It's a good time to be a newly minted elite player on the WTA Tour. The pecking order is unsettled to the extent that it sometimes seems that reaching the very top of the rankings has become some kind of prank. Those who have been there lately have been knocked off the perch like clowns at a county fair dunk tank.
Angelique Kerber had a marvelous year in 2016 to take the top spot from Serena Williams. But Kerber's record this year is comparatively dismal. Succumbing to the pressure of living with a target on her back, Kerber hasn't won a title and has slipped to No. 14.
Karolina Pliskova finally won a protracted race with Simona Halep and others to reach No. 1, but the accomplishment had a whiff of default about it. Pliskova has yet to win a major title. Eight women entered the US Open with a shot at emerging with the top ranking. It ultimately fell into the lap of Wimbledon champion Garbine Muguruza, who, perhaps fittingly, became No. 1 after losing in the fourth round at Flushing Meadows.
Great opportunity awaits Stephens in the coming weeks and months, but just how she will handle her new status remains to be seen. "I'll try to keep everything the same as it is now," she said. "But I know there will be more responsibilities, and there are always struggles.
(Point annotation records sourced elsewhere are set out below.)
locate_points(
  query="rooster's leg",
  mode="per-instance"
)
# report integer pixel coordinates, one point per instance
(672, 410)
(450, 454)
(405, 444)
It's added a lot more to my life, but when something like this happens it's never easy."
Stephens' history as a player who was in denial about the pressure she felt may be valuable to her moving forward. True, she didn't win her first WTA title until 2015 and still has just five. But she has an impressive history as a contender at majors. In addition to her US Open championship, she's been to the fourth round at the French Open (four times), the Australian Open semifinals and the Wimbledon quarters.
That's fine work for a 24-year-old, given that Kerber was 28 when she won her first major and Pliskova, having backed into the No. 1 ranking earlier this summer, is 25. Roger Federer was something of a late bloomer as well, almost 22 when he bagged his first major.
The landscape of the WTA is rapidly changing, and Stephens' main rivals down the road are likely to be players such as Keys, Muguruza, Pliskova, Halep, Jelena Ostapenko and Elina Svitolina. In that group, only Halep and Pliskova are older than Stephens.
"Obviously, a lot of players are coming through now," Stephens said. "The No. 1 ranking is changing often. I'm aware of that. But since I started this comeback, all I've been thinking about was what I'm doing on the court."
Stephens says she doesn't feel any "different" after her massive win than she did before it. She's learned enough about pressure to try to keep it at arm's length. As "cool" as it is to be US Open champion, she said, in her mind's eye she's still working her way back, trying to improve on her ranking of a month-and-a-half ago, No. 957. She's up to No. 17 now.
"I'm just going to keep going with that and ride that wave for as long as I can," she promised.